The lights dimmed and the curtain raised, the stage once again reveals the now-familiar, bustling family of five.
In the driveway of their small suburban home, the father is buckling the well-padded baby into her snug carseat, making skilled attempts to wiggle her arms through the straps, as she works hard to get them out. The mother pulls at jackets and lifts under arms, ushering the bundled older children into the back of car with their loads of explorer-worthy trappings. Finally, children strapped in place, the parents take their seats and the family van pulls onto the road.

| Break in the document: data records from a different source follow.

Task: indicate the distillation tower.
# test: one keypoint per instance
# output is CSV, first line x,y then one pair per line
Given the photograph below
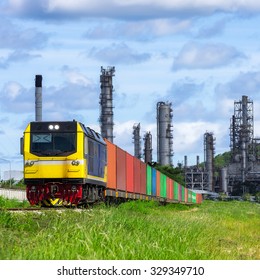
x,y
106,103
245,160
148,157
164,133
137,140
201,176
209,147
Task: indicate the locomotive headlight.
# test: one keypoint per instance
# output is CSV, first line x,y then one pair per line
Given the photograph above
x,y
54,126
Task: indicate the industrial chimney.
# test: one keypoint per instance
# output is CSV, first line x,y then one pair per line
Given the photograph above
x,y
164,133
148,157
38,98
106,103
137,140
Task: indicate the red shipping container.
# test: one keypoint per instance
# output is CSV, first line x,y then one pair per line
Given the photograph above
x,y
129,173
111,165
143,178
137,175
120,169
158,183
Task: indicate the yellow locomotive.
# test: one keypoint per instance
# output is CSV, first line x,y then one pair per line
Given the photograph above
x,y
65,163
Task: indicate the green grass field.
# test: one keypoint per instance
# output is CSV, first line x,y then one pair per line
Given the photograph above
x,y
133,231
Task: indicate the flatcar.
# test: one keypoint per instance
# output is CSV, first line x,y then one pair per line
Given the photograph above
x,y
69,164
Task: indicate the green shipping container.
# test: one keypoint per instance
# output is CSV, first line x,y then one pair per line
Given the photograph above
x,y
148,180
163,186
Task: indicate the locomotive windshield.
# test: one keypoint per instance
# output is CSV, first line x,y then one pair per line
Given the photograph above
x,y
53,144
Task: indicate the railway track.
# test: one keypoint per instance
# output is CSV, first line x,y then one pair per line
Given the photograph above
x,y
27,209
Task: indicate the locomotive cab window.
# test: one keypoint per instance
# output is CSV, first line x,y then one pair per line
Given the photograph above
x,y
53,144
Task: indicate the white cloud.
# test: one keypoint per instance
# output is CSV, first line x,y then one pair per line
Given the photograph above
x,y
195,55
119,54
131,8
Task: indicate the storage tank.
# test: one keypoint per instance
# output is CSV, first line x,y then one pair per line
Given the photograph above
x,y
164,133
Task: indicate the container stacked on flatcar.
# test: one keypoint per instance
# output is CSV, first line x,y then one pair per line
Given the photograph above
x,y
67,163
130,178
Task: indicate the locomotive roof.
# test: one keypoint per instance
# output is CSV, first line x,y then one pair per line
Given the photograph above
x,y
66,126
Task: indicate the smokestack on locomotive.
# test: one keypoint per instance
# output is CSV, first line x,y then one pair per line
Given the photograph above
x,y
38,98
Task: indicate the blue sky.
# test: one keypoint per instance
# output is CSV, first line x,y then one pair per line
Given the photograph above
x,y
200,55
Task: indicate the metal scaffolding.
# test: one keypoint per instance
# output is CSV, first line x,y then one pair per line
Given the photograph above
x,y
137,140
164,133
209,148
106,103
148,157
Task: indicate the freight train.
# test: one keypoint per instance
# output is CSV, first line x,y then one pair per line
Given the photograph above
x,y
69,164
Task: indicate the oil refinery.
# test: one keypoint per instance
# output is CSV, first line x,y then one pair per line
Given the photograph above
x,y
238,174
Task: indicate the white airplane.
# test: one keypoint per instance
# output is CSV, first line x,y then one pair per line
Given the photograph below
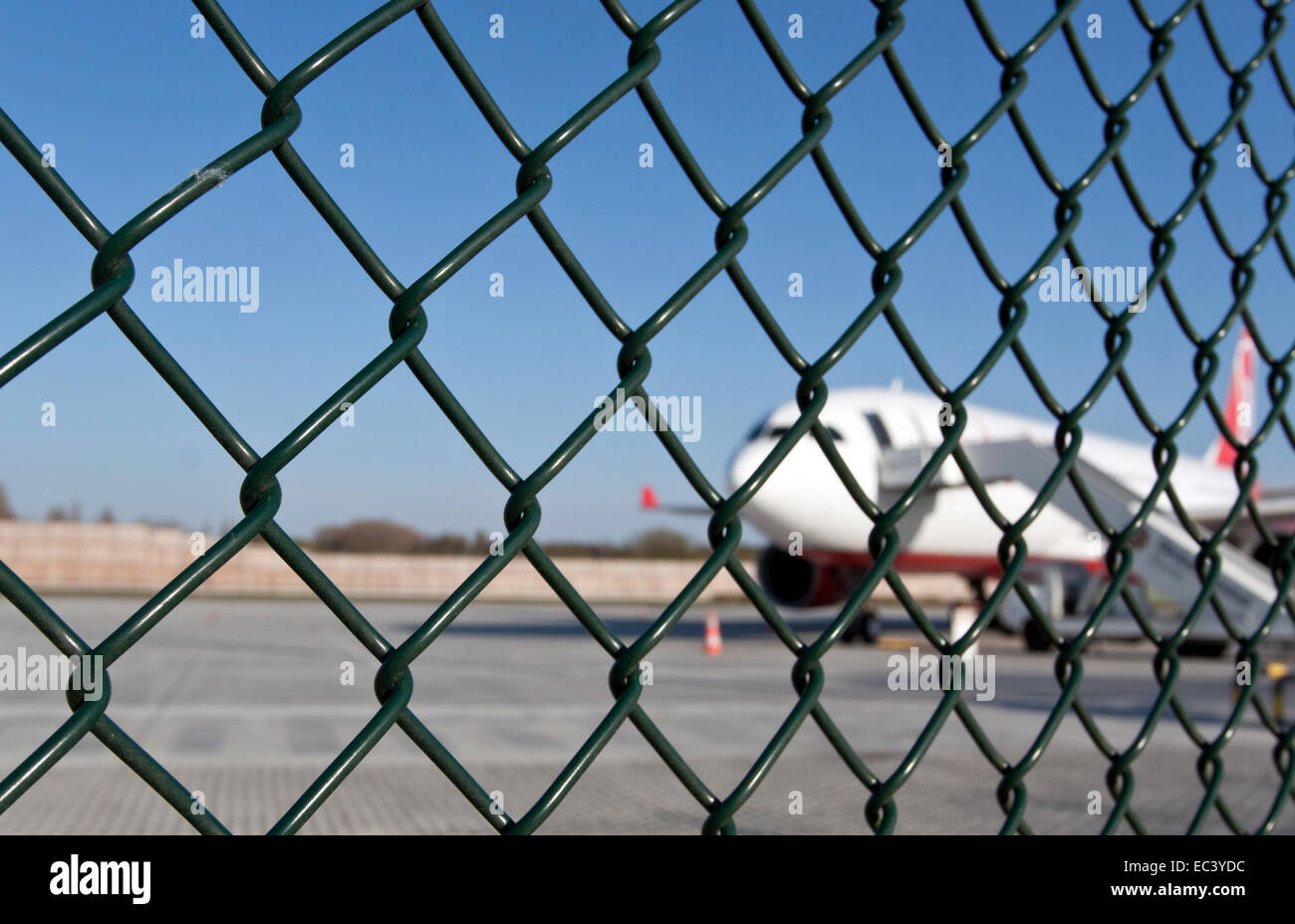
x,y
819,536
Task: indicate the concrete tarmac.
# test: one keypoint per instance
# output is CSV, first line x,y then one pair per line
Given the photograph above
x,y
244,700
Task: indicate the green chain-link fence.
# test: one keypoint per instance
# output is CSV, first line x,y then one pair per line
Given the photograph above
x,y
113,275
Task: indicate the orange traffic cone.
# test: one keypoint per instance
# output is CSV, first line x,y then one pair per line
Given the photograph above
x,y
713,643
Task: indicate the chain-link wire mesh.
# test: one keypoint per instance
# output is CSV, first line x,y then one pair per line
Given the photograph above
x,y
260,496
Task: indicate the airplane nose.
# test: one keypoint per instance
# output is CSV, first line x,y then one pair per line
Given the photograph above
x,y
745,462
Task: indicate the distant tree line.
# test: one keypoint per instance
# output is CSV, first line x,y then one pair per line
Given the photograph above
x,y
388,536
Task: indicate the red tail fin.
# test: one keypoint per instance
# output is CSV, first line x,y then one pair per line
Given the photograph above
x,y
1241,402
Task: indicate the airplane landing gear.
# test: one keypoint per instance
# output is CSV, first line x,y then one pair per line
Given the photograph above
x,y
867,626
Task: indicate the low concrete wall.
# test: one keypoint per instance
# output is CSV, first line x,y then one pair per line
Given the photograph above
x,y
136,558
133,558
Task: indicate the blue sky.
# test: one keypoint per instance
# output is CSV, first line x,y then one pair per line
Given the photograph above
x,y
133,104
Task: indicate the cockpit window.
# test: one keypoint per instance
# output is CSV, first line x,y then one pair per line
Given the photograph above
x,y
879,430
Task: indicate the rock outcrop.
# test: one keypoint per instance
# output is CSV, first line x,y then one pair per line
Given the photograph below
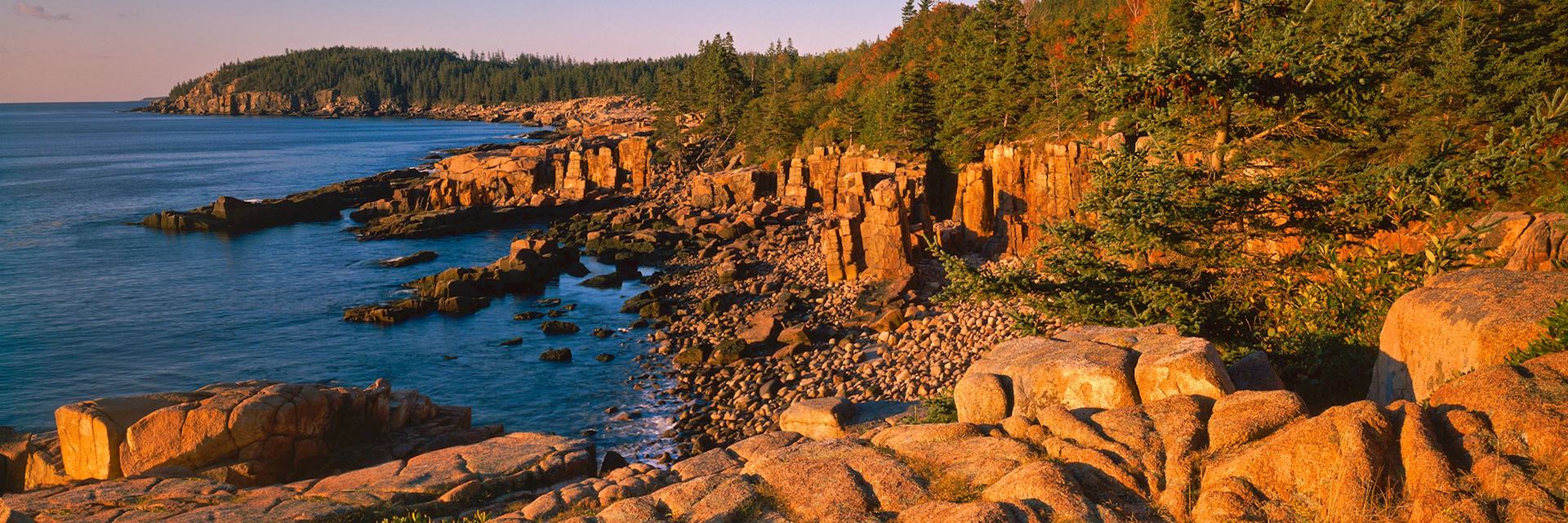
x,y
601,115
492,187
443,481
1092,368
530,264
242,434
1489,448
318,204
1459,322
742,186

It’s a vacation day: pancakes have been eaten, lazy sipping of coffee has ensued, relaxation has crept into this usually-busy group. It’s a crisp, sunny day and the normally scheduled, organized family feels the need for a bit of spontaneity.
Time for a family hike.
They make the short drive out of the citified suburb to a nearby nature park, pulling up alongside the curb dusted with red-orange earth, a row of cars before them revealing that others have clearly had the same idea of a mid-winter excursion. But not to worry! The jovial, fleece-wrapped family will not be dismayed!
Baby secured to the father’s chest in the handy carrier, children loaded with their backpacks full of exploring necessities, the brood makes their way up to the first trailhead. Now is decision-making time: which way to go.
The family chooses a path not yet trod on previous outings, and makes their way toward a large, old mine shaft over a mile down the now-dismantled railway line. Remarkably, the family has the hike to themselves, providing plenty of opportunity for the parents to spin stories about the deserted mine lingering ahead.
Fresh after a week of pitiless, cold rain, the iron-ore enriched brown/purple earth is littered with mud and puddles. The woods are silent, except for the squashing of the little boy’s (hardly surprising) sloppy, mud-drenched shoes, and the chatter of the five.
The naked trees grow more ominous as the family passes an area of bare vines, forming draped caves over the undergrowth. The children begin to shy away and hustle down the muddy path, for fear of “confirmed” troll sightings. The fear of the Scooby-Doo villain “the Miner” mounts in the young son’s mind, with each sludgy step.
They come to a swampy pond, surrounded by a ring of leafless trees, vines dangling, with only the croaking frogs breaking the silence. Through the trees, the big mine shaft looms upon the hill.
The children want to turn back.
The parents continue to tell tales in a whisper, calling for hushed foot steps and sharp eyes as they cajole the children toward the mine. The son stalls at the base of the hill, deciding he doesn’t want to see the mine after all.
Luckily, the elder sister dismisses the yarns of her mischievous parents and pulls him onward. The baby babbles and kicks her feet, aloof to the nervous adventure.
The weather-worn, time-discolored mine stands ominously tall on the sunny hill, iron bars twisting this way and that into the sky. The frogs continue their eerie call, the only other sign of life.
The son gives way to the sister’s practical dismissals of any danger, and relaxes. The family inspects the hundred-year-old mine shaft and searches the ground for shimmering charcoal-colored iron ore, now breathing in the abandoned beauty of the old place in the woods. They rinse their treasures in a cold, clover-filled spring welling up at the edge of the mine, and happily pocket their finds.
With laughter and ease, the family hikes back down the path, racing and hiding and teasing their way to the car.
The busy-ness of life has been put aside, hands are held in warmth and gratitude, smiles are shared in abundance. Life is sweet. Life is so good.
With the world in its proper perspective on this day in the family’s life, the curtain is lowered, as life continues for a very happy, very thankful family of five.